VRM meets CRM

CRM Magazine has devoted much of its May 2010 issue, including its cover and lead stories, to VRM and the growing power of individual customers, within which VRM is one vector.

Naturally, is also covered, since it pointed in this same direction, long ago.

This is an impressive move on the part of the CRM Magazine folks, and I hope the industry it covers follows its lead.

I put up a longer post about this over at the ProjectVRM blog. Read the rest there. And if any of ya’ll have a hard copy of the magazine, please save it, since I haven’t seen one yet and would like to collect a few in any case.

Meanwhile, a high five to Tara Hunt, who introduced the CRM Magazine folks to VRM, and got the ball rolling with then.



4 responses to “VRM meets CRM”

  1. Good stuff and I’m starting to circulate to staff
    Even though we aren’t consumer facing, our role as middleman make many of these ideas important

    Keep up the good work(s)

    Ciao
    Chip

  2. This actually ought to tell you something about who will benefit. Hint: These sorts of magazines are serving a certain constituency.

    Ooh, look at this:

    “Vendors could request to “follow” the customer’s data; the customer then “approves” a vendor to follow her and get updates when she, say, updates her mailing address, gets a new credit card, or even gets married. “The individual gets better backing and control of [her] data,” he says, starting with nonsensitive data and gradually expanding to personal Requests for Proposals. “This takes CRM—and the Internet—one step further,” he says.”

    Customers will be *empowered* to UPDATE VENDOR DATABASES! Yay – that’s giving back “control” to the customer (sarcasm).

  3. Seth, I do try to point out from time to time that the idea of giving people control over their personal data is like giving people control over the reproduction and use of their published works.

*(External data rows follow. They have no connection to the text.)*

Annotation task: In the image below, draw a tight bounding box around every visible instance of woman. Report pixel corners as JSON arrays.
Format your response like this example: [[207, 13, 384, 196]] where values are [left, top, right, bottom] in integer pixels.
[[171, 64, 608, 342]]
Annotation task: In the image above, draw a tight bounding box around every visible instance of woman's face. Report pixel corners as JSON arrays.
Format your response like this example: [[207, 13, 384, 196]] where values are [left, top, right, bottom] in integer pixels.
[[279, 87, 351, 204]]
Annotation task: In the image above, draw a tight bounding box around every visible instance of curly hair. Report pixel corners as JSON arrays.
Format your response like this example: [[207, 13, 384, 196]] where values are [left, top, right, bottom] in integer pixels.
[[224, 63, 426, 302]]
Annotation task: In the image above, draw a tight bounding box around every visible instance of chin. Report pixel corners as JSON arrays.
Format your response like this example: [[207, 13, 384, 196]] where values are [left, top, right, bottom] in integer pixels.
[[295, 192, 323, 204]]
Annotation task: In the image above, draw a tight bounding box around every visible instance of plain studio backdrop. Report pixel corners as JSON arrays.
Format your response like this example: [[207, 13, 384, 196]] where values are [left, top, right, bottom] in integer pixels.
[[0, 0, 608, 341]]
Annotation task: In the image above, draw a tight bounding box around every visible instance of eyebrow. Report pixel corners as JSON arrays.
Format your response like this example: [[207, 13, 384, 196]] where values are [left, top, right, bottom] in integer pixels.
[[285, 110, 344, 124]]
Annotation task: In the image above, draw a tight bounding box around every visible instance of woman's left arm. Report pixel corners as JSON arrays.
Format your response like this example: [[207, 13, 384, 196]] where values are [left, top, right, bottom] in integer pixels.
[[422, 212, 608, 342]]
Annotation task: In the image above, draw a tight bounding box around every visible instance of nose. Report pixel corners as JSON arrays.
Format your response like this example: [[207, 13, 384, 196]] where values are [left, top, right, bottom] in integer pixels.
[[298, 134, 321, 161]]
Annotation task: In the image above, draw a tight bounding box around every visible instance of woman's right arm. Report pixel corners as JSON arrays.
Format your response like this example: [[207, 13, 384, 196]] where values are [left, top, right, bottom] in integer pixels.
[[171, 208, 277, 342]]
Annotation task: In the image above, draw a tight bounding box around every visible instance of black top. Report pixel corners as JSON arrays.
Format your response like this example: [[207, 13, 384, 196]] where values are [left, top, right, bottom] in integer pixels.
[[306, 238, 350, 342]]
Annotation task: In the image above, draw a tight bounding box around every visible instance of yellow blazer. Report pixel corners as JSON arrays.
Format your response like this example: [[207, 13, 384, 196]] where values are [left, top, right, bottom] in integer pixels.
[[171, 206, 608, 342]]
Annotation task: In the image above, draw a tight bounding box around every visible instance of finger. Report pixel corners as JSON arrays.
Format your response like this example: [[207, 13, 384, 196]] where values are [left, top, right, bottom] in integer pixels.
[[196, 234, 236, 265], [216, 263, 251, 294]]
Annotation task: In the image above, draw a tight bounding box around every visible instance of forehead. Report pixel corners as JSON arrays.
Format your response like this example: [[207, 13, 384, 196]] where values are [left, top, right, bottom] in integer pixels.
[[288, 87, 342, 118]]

It’s an appealing prospect, but destined to replace the quest for the philosopher’s stone as a lesson in folly for future generations.

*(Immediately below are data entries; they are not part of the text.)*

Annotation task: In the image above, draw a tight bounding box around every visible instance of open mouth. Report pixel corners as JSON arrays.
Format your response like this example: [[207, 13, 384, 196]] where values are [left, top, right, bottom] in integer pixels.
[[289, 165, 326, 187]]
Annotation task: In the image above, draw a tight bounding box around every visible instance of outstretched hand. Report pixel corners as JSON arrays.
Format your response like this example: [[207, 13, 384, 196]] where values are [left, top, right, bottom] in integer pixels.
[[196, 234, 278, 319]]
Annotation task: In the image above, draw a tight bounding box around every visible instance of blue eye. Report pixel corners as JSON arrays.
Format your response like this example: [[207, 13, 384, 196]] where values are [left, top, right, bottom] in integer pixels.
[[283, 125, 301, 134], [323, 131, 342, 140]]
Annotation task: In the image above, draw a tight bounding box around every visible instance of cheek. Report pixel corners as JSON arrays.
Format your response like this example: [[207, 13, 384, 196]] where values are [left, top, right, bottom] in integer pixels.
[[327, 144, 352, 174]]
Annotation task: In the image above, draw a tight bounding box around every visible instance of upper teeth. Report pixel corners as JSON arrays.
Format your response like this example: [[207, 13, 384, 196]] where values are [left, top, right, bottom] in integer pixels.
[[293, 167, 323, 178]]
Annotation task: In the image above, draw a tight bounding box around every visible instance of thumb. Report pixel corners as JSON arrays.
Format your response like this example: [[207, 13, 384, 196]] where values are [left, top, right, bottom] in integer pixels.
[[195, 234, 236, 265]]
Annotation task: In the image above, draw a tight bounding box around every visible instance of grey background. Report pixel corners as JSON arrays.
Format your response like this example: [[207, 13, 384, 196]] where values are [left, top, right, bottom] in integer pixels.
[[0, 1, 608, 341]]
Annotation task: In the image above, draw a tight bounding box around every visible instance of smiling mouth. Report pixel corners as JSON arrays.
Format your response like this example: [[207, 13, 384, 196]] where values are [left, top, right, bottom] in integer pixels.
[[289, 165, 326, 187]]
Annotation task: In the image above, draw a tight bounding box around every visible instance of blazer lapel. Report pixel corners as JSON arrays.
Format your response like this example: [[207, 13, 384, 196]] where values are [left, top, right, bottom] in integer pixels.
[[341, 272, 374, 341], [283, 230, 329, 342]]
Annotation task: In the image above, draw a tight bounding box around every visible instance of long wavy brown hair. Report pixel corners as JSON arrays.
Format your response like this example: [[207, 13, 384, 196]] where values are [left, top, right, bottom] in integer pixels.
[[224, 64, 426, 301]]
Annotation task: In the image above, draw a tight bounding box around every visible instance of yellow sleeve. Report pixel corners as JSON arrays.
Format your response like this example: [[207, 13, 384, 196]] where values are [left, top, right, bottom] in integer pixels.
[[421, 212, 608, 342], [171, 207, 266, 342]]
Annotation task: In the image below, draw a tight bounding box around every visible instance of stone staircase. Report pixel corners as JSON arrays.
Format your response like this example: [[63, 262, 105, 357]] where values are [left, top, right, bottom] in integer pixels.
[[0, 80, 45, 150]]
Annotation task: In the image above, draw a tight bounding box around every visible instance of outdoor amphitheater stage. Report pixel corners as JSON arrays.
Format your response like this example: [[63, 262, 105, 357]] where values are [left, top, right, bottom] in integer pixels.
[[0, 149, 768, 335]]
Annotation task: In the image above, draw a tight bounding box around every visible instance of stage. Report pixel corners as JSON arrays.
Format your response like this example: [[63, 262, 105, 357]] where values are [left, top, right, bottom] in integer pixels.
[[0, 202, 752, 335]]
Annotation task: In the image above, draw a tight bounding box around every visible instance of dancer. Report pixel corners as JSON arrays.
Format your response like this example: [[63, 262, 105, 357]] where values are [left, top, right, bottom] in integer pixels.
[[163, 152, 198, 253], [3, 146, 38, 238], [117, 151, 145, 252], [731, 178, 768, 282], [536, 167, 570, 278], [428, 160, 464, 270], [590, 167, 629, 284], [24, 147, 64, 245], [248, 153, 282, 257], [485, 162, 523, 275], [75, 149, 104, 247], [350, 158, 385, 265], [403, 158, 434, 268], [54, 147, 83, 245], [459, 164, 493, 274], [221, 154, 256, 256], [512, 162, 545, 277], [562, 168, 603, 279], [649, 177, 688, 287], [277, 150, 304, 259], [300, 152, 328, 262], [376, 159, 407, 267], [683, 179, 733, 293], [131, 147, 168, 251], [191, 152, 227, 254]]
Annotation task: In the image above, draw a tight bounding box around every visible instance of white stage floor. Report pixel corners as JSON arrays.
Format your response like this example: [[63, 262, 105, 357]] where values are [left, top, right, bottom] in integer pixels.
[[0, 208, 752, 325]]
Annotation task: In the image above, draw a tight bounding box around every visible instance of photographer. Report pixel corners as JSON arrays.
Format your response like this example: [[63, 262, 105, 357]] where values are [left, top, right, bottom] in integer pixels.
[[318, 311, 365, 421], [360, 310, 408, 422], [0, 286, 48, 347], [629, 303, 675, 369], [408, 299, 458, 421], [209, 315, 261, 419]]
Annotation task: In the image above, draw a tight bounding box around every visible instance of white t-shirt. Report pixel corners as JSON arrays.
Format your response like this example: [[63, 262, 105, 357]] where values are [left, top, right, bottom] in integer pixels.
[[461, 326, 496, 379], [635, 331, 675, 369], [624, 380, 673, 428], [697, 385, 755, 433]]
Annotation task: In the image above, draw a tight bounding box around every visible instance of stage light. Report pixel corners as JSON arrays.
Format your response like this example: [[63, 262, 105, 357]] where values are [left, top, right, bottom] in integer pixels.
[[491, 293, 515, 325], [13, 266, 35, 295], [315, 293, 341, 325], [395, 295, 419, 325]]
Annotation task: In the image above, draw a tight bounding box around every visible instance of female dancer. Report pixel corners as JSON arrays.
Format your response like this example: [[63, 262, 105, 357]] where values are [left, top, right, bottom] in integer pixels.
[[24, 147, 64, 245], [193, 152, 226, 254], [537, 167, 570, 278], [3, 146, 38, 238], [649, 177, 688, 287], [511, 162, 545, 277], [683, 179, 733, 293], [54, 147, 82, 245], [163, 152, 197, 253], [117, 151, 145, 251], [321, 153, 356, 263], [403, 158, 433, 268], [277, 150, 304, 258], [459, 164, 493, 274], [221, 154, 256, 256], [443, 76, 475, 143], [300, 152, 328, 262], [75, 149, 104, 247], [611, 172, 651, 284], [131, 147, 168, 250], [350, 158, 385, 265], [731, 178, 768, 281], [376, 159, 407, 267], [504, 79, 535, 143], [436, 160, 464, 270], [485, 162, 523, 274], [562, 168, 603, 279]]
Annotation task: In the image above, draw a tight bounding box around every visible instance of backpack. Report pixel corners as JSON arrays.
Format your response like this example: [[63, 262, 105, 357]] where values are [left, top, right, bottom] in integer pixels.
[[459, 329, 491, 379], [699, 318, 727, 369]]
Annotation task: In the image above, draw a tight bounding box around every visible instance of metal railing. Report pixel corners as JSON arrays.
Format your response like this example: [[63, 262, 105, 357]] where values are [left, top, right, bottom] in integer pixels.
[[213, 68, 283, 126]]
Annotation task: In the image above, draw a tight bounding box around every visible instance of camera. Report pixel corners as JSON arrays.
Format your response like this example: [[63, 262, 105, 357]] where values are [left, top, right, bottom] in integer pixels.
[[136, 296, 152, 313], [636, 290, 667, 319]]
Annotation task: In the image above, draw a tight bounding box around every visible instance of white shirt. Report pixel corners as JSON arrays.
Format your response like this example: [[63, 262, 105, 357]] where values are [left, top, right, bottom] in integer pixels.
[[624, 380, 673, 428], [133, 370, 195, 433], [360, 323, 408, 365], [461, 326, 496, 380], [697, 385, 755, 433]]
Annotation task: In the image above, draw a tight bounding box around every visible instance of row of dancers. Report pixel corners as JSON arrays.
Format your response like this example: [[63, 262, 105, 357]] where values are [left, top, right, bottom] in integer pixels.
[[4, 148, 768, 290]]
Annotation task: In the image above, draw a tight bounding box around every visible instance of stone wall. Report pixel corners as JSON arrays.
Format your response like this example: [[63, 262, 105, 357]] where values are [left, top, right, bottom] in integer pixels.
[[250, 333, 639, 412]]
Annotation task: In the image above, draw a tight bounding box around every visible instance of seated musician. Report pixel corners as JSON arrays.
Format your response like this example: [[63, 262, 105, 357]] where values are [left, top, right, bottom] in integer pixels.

    The individual is in control of their body, their private domain and their voice, their will as to what they authorise to publish, their choice as to what of it they endorse, and their word as to their current knowledge, thoughts and beliefs.

    That is naturally sufficient and ample.

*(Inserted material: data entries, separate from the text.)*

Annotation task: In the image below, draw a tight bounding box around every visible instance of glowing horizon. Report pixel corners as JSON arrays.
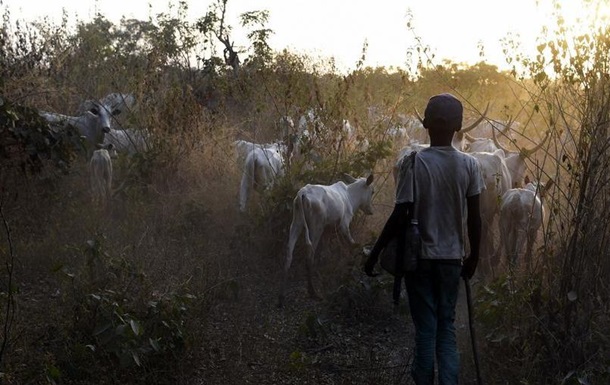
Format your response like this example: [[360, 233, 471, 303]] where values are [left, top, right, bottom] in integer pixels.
[[0, 0, 610, 73]]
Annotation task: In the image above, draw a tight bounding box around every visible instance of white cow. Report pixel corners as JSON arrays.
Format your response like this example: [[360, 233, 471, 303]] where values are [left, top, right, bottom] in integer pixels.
[[470, 150, 512, 270], [89, 144, 113, 204], [280, 174, 373, 305], [392, 104, 489, 183], [40, 93, 135, 155], [104, 128, 152, 155], [238, 143, 289, 212], [499, 177, 553, 267], [492, 126, 551, 188], [233, 139, 289, 167]]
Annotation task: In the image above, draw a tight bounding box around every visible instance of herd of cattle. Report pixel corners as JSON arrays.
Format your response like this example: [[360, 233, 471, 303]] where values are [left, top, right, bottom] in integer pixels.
[[40, 93, 552, 300]]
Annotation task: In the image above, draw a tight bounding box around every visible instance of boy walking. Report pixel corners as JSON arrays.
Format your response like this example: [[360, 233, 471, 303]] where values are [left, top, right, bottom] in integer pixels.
[[364, 93, 485, 385]]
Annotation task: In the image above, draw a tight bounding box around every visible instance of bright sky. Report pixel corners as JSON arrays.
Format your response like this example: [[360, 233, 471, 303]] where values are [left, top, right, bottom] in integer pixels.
[[0, 0, 608, 72]]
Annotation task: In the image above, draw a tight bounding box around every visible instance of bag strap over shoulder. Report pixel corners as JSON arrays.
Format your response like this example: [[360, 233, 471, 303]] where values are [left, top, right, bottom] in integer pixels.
[[411, 151, 418, 224]]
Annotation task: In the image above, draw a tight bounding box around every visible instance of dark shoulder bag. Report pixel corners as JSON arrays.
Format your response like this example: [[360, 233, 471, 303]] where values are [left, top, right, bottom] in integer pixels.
[[380, 152, 421, 276]]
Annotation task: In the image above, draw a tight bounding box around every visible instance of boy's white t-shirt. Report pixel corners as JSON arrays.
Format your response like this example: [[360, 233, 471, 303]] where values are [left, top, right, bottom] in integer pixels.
[[396, 146, 485, 259]]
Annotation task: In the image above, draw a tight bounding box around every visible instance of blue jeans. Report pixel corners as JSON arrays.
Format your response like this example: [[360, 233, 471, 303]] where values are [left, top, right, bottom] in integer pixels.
[[405, 260, 462, 385]]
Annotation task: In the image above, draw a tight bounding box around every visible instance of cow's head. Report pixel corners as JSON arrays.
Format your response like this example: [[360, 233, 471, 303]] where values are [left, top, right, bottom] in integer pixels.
[[345, 174, 374, 215]]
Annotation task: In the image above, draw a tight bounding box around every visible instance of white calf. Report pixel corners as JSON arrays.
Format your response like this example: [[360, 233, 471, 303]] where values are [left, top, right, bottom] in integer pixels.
[[89, 144, 113, 204], [499, 178, 553, 267], [492, 125, 550, 188], [238, 144, 288, 212], [280, 174, 373, 305], [470, 150, 511, 271], [40, 93, 135, 155]]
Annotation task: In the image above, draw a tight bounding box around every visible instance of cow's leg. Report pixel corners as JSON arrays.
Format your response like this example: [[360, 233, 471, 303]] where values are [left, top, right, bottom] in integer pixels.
[[524, 229, 537, 271], [279, 198, 303, 306], [307, 224, 324, 299], [239, 157, 254, 212]]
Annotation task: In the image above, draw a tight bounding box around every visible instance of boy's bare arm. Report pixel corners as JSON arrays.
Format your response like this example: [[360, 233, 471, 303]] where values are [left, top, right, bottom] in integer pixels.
[[462, 194, 481, 279]]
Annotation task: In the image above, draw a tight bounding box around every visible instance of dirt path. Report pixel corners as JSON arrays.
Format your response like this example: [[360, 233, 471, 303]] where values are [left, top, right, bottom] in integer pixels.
[[175, 208, 470, 385]]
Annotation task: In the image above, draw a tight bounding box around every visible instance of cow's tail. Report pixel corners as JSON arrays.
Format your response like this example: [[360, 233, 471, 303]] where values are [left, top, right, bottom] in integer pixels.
[[299, 194, 312, 247]]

    To pursue the supernatural control of information or intellectual works in others’ possession is to chase after 18th century privileges we should now recognise as obsolete anachronisms at best, and instruments of injustice at worst.

    Corporations may have been allowed to become monsters, but you do not reign them in by seeking or pretending to possess supernatural powers to control the information they hold. And finding some of them to meekly acquiesce to such pretence is to find accomplices in a charade.

    Unfortunately, as you know, some quests have a holy guarantee of success, and those embarked upon them do not take too kindly to detractors.

    You’re familiar with censorship of evil being divine and consequently guaranteed to succeed.

    The belief that people must be able to control their personal data enjoys the same divine beneficence.

  4. Great to hear about the onset of vendor relationship management. There’s a great deal of dialogue between the CRMs and VRMs lately. Who should be more in control? Will this change everything? Its a new tug-of-war altogether. Who’s renting? and who’s keeping tabs on who? I like to see how this all plays out.